A language model captures statistical patterns in language, indicating the likelihood of specific elements (such as words or characters) appearing in a particular context. The term "token" encompasses words, characters, or word components (like -tion), depending on the language model, essentially representing the model's vocabulary.
Individuals proficient in a language possess subconscious statistical knowledge of it. For instance, consider the context "In my spare time, I enjoy __," where English speakers would anticipate that the missing word is more likely to be a recreational activity (e.g., reading) than an object (e.g., chair).
Likewise, language models should excel at completing such prompts. Picture a language model as a "completion engine": when presented with a text (prompt), it can generate a response to seamlessly finish that text. As an illustration:
User's Prompt: "After a challenging day at work, I like to unwind by __."
Language Model's Completion: "After a challenging day at work, I like to unwind by taking a leisurely stroll in the park."
Objective:
The goal of pre-training is to initialize the language model using a large corpus of unlabeled data.
Pre-training typically involves the use of a language modeling objective, such as masked language modeling or predicting the next word (or sentence) in a sequence.
Training data: low-quality data
Data scale: usually in the order of trillions of tokens as of May 2023.
GPT-3’s dataset (OpenAI): 0.5 trillion tokens. I can’t find any public info for GPT-4, but I’d estimate it to use an order of magnitude more data than GPT-3.
Consider using a pre-trained LM like GPT-3.5 on a diverse dataset like the OpenWebText dataset. The model is trained to predict the next word in a given sentence based on the context provided by the preceding words.
As language models replicate the patterns within their training data, their effectiveness is contingent upon the quality of that data, giving rise to the adage "Garbage in, garbage out." Should you choose to train a language model using Reddit comments, presenting it to your parents might not be the wisest decision.
After pre-training, the model learns a rich representation of language and acquires knowledge about various linguistic aspects.
However, this pre-trained model still needs to be tweaked to perform specific tasks effectively.
That’s where the fine-tuning comes
Supervised Fine-Tuning
Pretraining focuses on refining the language model's ability to complete tasks. When presented with a question in its pretrained state, such as "How to make pizza," various responses could be considered valid. These may include adding more context to the question, like "for a family of six," introducing follow-up questions such as "What ingredients do I need? How much time would it take?" or directly providing the answer. Opting for the third option is preferable when seeking a direct response. The objective of Supervised Finetuning (SFT) is to fine-tune the pretrained model to generate responses aligned with user expectations.
Objective:
Fine-tuning is performed on a domain-specific dataset to adapt the pre-trained LM to a particular task or dataset. This process helps the model generate more relevant and accurate responses for a specific application.

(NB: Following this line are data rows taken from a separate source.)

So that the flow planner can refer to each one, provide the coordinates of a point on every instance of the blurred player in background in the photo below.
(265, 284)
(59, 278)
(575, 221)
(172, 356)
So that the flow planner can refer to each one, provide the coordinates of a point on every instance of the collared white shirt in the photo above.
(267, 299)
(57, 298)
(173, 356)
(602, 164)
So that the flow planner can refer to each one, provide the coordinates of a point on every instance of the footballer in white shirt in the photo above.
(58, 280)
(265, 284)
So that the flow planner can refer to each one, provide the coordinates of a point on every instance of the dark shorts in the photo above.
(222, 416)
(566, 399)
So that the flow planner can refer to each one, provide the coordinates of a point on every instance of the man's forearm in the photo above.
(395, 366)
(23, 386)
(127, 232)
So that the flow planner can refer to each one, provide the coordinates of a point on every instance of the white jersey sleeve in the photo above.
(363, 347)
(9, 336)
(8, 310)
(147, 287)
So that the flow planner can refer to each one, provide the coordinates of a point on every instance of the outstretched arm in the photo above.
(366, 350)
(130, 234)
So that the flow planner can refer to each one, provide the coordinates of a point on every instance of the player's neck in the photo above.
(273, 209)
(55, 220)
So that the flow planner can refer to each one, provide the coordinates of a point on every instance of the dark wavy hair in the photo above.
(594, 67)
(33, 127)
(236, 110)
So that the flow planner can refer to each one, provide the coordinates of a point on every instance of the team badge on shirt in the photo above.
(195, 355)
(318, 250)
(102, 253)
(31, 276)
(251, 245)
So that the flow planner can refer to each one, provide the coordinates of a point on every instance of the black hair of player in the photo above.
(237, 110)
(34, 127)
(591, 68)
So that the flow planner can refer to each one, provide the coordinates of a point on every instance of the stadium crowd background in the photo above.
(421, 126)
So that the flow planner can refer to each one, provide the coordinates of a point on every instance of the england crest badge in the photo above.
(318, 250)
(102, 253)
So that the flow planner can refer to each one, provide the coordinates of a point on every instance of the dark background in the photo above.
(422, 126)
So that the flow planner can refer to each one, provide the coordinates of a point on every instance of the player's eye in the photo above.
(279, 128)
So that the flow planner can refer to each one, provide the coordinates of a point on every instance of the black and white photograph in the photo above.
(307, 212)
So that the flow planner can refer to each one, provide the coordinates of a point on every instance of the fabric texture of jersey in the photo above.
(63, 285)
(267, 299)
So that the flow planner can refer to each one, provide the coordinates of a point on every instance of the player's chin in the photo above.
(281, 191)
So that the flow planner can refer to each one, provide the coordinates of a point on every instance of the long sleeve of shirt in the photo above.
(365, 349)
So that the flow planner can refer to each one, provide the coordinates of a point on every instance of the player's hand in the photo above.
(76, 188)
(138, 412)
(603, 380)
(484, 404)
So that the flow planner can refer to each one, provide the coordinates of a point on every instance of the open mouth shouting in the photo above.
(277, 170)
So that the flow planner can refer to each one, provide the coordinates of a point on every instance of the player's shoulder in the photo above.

Training data: high-quality data in the format of (prompt, response)
Data scale: 10,000 - 100,000 (prompt, response) pairs
InstructGPT: ~14,500 pairs (13,000 from labelers + 1,500 from customers)
OpenAssistant: 161,000 messages in 10,000 conversations -> approximately 88,000 pairs
Dialogue-finetuned Gopher: ~5 billion tokens, which I estimate to be in the order of 10M messages. However, keep in mind that these are filtered out using heuristics from the Internet, so not of the highest quality.
Model input and output
Input: prompt
Output: response for this prompt
Example:
Fine-tune the pre-trained LM on the Alpaca dataset to generate responses that are contextually relevant to topics related to alpacas.
RLHF
Imagine this idea: What if we had a way to measure how good a response is to a given prompt? Well, we could create a scoring function for that. This function would take a prompt and a response and tell us how good the response is. Then, we could use this scoring function to teach our language models to give better responses.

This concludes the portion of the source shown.